ICC Note: Although it is illegal in Egypt to arrest a Christian who fails to observe Ramadan, a 2016 Fatwa declares that eating or drinking during the fast is not part of the personal freedom of people. Three recent incidents show how this tension can negatively affect Christians. One Christian was held at the police station, and two Christians were beaten. As Ramadan approaches its conclusion, we must keep Christians in the Middle East in our prayers.
06/14/2018 Egypt (World Watch Monitor) – In one of three incidents reported to World Watch Monitor, an Egyptian photographer was detained by police for carrying a bottle of water during the Muslim holy month of Ramadan, when Muslims are required not to eat or drink anything from the first light of dawn until sunset. He claims he was targeted because of his Christian faith.
Hani Shamshoun Girgis, 31, arrived at Giza railway station on 5 June to continue his way to the office of the Tahrir newspaper where he works, when he was approached by a police officer and asked to present his ID.
Girgis told World Watch Monitor that as soon as the officer found out through his ID that he was a Christian, he started searching his bag.
“There was a bottle of water inside my bag and, while he was searching it, he was staring at this bottle with anger,” Girgis said. “He took my ID from me and asked me to follow him.
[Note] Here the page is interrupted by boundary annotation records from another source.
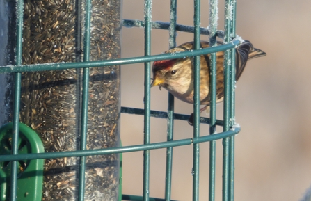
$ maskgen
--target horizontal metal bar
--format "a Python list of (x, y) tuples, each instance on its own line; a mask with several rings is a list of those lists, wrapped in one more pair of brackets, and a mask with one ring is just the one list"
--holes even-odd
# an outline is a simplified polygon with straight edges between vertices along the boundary
[[(170, 27), (170, 22), (152, 22), (151, 23), (151, 27), (152, 29), (168, 29)], [(123, 19), (123, 26), (127, 28), (131, 27), (138, 27), (143, 28), (145, 26), (145, 23), (142, 20), (137, 19)], [(207, 28), (201, 27), (200, 33), (202, 35), (209, 35), (209, 30)], [(176, 24), (176, 31), (187, 32), (187, 33), (193, 33), (194, 32), (194, 26), (186, 26), (182, 24)], [(216, 36), (223, 38), (225, 35), (225, 33), (223, 31), (218, 30), (216, 31)]]
[[(121, 107), (121, 113), (131, 114), (131, 115), (143, 115), (144, 110), (140, 109), (140, 108), (129, 108), (129, 107)], [(151, 114), (151, 116), (154, 117), (154, 118), (162, 118), (162, 119), (168, 118), (167, 112), (161, 112), (161, 111), (150, 111), (150, 114)], [(189, 119), (189, 117), (190, 117), (190, 115), (183, 115), (183, 114), (174, 113), (174, 115), (173, 115), (173, 118), (175, 120), (178, 120), (186, 121)], [(209, 124), (210, 122), (210, 119), (207, 118), (200, 117), (200, 122), (202, 124)], [(223, 126), (223, 121), (216, 120), (216, 124), (218, 126)]]
[(201, 143), (212, 140), (222, 139), (230, 137), (238, 134), (240, 131), (239, 125), (233, 127), (228, 131), (222, 132), (214, 135), (200, 136), (195, 138), (187, 138), (178, 140), (166, 141), (161, 143), (150, 143), (146, 145), (138, 145), (126, 146), (122, 147), (111, 147), (106, 149), (98, 149), (92, 150), (77, 150), (71, 152), (47, 152), (40, 154), (25, 154), (18, 155), (1, 155), (0, 161), (13, 161), (20, 160), (33, 160), (42, 159), (56, 159), (65, 157), (81, 157), (94, 155), (103, 155), (111, 154), (120, 154), (125, 152), (133, 152), (137, 151), (163, 149), (170, 147), (178, 147), (183, 145), (189, 145), (191, 144)]
[[(122, 195), (122, 200), (143, 200), (143, 196), (133, 195)], [(157, 198), (149, 198), (149, 201), (165, 201), (165, 199)], [(175, 201), (174, 200), (170, 200), (170, 201)]]
[(35, 65), (22, 65), (15, 66), (6, 65), (0, 67), (0, 73), (103, 67), (109, 65), (119, 65), (131, 64), (137, 63), (150, 62), (157, 60), (173, 59), (178, 58), (194, 56), (201, 54), (207, 54), (212, 52), (222, 51), (231, 48), (234, 48), (237, 45), (239, 45), (239, 43), (240, 41), (239, 40), (232, 40), (231, 42), (228, 44), (209, 48), (204, 48), (198, 50), (190, 50), (179, 53), (164, 54), (157, 54), (152, 56), (131, 57), (131, 58), (111, 59), (105, 61), (79, 62), (79, 63), (41, 63)]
When I resisted and asked where he was taking me, he started insulting me and ordered that I stopped talking — as if I was a criminal.”
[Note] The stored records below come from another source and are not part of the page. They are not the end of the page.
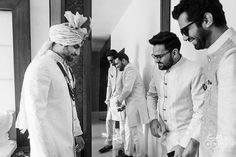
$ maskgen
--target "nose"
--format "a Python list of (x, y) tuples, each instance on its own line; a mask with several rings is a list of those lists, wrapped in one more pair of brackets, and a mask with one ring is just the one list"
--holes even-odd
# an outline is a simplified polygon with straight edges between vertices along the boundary
[(183, 34), (183, 40), (184, 40), (184, 41), (187, 41), (188, 38), (189, 38), (188, 36), (186, 36), (185, 34)]
[(76, 54), (77, 56), (80, 55), (80, 48), (75, 51), (75, 54)]
[(155, 57), (155, 63), (158, 63), (161, 61), (161, 58), (160, 57)]

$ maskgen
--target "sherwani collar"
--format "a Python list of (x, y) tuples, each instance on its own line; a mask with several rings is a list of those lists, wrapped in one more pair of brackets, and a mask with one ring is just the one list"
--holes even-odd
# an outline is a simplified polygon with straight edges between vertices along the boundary
[(171, 72), (171, 71), (174, 71), (177, 67), (179, 67), (181, 64), (183, 64), (183, 62), (184, 62), (185, 60), (186, 60), (186, 59), (185, 59), (183, 56), (181, 56), (181, 58), (179, 59), (179, 61), (178, 61), (177, 63), (175, 63), (174, 65), (172, 65), (172, 66), (170, 67), (170, 69), (164, 70), (163, 73), (169, 73), (169, 72)]
[(47, 55), (52, 57), (56, 62), (60, 62), (64, 66), (68, 65), (65, 59), (63, 59), (59, 54), (57, 54), (56, 52), (53, 52), (52, 50), (48, 50)]
[(226, 40), (235, 34), (235, 30), (231, 27), (228, 28), (207, 50), (208, 55), (214, 54), (222, 45), (226, 42)]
At the police station, Girgis says he was told that he was arrested because of the bottle of water found in his bag.
“The officer told me, ‘Why did you have this bottle of water while we are in Ramadan?'” he recalled. “I told them I was not fasting because I was a Christian, but they insulted me and said that I would stay there until sunset and that I was not allowed to sit.”
Girgis says he then called his editor-in-chief at Tahrir newspaper, who came to the police station and saw that he was released.
“I was held at the police station for more than two hours and was dealt with in a very humiliating way for having done nothing,” Girgis said.
“When I am at work, I don’t eat or drink in front of my Muslim colleagues, as a sign of respect,” he added.
Ramy Emad, a Christian lawyer from Cairo, the Egyptian capital, told World Watch Monitor that it is illegal to arrest someone — whether Christian or Muslim — for failing to adhere to the Ramadan fast.
“What the police officer did to Hani is a crime and he must be prosecuted and fired from his position,” the lawyer said.
World Watch Monitor asked the police department of Giza railway station — where Hani was detained — for comment, but they hung up.